Having a central pull information spot rather than the push model of spaming every email address you have with pics of the new baby, house, car, toaster.
A central and standardized organization spot for arranging informal gatherings with friends, like parties.
Re:Blaming Linux... (Score:5, Insightful)
This statement is just downright disingenuous and wrong. UDP performance in general on Linux is comparable or better than other Operating Systems. What he found out is that accessing a single UDP socket on Linux requires a lock, and that when trying to share that lock over multiple threads you have a performance issue. Welcome to intro level operating systems.
This has nothing to do with UDP performance, which I define as either throughput or in some cases packets per second. He then goes on to imply that he worked around some issues in Linux, when in actuality he attacked the problem from the wrong angle and through trial and error found the obvious solution.

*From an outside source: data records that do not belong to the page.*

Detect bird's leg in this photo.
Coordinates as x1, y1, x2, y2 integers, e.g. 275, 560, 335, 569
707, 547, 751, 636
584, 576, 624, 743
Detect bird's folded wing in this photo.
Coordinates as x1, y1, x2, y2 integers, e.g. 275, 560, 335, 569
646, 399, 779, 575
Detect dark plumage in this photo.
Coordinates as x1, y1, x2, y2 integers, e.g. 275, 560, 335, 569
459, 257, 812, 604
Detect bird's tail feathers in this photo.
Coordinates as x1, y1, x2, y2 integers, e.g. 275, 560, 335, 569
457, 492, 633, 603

Why would you even think to use the same socket in a connectionless protocol like UDP in the first place?
I do agree that in general the article was written in more or less praise of Linux, but reading that sentence makes my blood boil.

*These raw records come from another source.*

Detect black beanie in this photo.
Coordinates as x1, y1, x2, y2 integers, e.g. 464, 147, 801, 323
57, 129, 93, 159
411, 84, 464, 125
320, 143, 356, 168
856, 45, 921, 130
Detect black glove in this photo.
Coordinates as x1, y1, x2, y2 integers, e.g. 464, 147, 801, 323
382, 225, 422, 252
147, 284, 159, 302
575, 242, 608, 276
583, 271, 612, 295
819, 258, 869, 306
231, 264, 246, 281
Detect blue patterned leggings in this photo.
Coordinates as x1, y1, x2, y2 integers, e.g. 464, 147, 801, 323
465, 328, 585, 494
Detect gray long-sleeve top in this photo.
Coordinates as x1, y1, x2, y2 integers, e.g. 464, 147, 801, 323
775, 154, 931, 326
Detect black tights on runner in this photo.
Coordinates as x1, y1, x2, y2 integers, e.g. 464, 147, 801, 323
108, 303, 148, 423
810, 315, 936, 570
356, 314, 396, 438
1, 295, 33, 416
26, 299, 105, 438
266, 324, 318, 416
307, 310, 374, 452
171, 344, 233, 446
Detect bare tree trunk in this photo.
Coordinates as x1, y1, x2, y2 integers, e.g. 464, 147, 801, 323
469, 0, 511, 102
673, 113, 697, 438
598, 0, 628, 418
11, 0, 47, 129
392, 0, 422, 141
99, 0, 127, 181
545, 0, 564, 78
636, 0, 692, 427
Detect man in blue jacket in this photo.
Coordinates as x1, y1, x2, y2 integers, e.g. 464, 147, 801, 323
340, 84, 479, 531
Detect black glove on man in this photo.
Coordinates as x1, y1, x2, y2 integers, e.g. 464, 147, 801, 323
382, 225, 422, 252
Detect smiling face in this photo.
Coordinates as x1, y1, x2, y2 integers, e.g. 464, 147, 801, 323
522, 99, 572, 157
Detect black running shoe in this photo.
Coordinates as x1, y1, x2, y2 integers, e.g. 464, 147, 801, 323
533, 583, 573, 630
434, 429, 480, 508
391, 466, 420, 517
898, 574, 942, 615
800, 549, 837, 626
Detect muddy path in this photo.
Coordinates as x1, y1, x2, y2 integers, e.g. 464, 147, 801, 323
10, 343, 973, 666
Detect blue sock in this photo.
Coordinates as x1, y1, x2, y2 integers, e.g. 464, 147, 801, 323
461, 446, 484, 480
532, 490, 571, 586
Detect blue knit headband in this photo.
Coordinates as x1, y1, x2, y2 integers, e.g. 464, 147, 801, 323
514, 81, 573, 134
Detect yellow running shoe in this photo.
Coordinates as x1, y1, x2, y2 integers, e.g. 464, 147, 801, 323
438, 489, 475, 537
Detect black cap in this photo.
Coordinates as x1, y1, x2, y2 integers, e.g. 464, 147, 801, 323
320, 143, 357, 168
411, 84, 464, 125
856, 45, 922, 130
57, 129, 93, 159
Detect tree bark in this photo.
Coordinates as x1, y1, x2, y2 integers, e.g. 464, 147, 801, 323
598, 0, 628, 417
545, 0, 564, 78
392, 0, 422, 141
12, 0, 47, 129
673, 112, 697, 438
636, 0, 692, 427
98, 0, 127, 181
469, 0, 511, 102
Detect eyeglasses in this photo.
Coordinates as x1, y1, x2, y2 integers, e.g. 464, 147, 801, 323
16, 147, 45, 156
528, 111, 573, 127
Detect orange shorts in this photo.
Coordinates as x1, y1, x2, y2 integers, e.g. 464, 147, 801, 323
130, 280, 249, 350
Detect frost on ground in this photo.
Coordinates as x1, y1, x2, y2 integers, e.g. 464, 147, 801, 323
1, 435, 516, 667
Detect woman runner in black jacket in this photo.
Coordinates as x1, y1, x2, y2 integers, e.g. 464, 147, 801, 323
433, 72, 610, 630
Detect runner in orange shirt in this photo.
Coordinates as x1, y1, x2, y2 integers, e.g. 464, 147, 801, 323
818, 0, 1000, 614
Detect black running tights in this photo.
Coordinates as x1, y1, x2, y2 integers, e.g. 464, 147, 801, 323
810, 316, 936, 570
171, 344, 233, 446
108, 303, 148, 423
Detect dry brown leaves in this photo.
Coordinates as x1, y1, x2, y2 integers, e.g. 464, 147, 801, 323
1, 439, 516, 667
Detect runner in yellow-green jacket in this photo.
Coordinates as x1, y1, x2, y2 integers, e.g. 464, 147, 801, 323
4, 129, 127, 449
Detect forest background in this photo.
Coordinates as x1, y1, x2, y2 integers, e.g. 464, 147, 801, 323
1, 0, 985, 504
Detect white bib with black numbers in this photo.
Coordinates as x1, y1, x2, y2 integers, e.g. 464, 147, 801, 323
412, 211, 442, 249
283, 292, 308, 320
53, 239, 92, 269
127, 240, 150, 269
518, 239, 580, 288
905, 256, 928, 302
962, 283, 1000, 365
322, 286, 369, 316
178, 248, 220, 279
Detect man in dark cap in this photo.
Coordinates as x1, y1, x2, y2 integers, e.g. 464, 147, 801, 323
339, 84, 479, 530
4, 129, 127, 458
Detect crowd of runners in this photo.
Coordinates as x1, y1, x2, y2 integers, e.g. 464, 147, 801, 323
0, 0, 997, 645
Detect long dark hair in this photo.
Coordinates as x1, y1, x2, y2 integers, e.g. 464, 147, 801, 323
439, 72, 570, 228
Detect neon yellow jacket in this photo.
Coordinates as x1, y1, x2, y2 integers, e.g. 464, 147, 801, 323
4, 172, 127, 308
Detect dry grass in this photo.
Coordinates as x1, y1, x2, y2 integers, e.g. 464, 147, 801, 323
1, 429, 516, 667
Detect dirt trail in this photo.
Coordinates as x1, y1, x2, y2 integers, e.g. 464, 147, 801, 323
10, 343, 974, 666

Re:Blaming Linux... (Score:4, Insightful)
Too often the people that are left to explain the problem in detail to the press are not the engineers that worked on the solution for that problem. If we had a discussion with one of them, we would hear a totally different story!
Re:140 million (Score:3, Insightful)
According to a poster further up, the figure is based on the number of users that have logged in in the last 30 days. While that number will still be a bit high it shouldn't be awful.
Re:Blaming Linux... (Score:5, Insightful)
[...] So they blame Linux instead of them selves for such a half-ass implementation of sending out packets from multiple threads with a single socket.[...]
Sorry for my ranting, but it just pisses me off when moron programmers blame the operating system for their own stupidity.
The point is that it wasn't their own stupidity. They took someone's open source project and improved it so it could better handle high loads. I don't see them blaming Linux, I see them recognising the limitations of the system they are using and coming up with a solution and then sharing it. Normally, this is cause to say "Yay! Open source!" rather than calling them "moron programmers".
Re:[Unintelligible] Facebook [Unintelligible] (Score:1, Insightful)
Actually, you're right in that it's not "millions." I meant to make that point and completely forgot in trying to remember the hyphen issue.
I know you might have been going for the comedy thing... but if "talking like a human being" means speaking incorrectly, then I'll pass, thanks. Not that I don't use colloquialisms or always use formal English, but I like trying to avoid grammar, spelling, and pronunciation errors...
Re:Blaming Linux... (Score:1, Insightful)
> Therefore you need a lock around updates to that data structure.
I guess you haven't heard of lockless queues?
Re:Wow (Score:3, Insightful)
What they know about you can fill a warehouse.
What they know about you is only what you tell them.
Re:Yes, (Score:2, Insightful)
You left out 'providing a commercial data mine for companies to exploit'.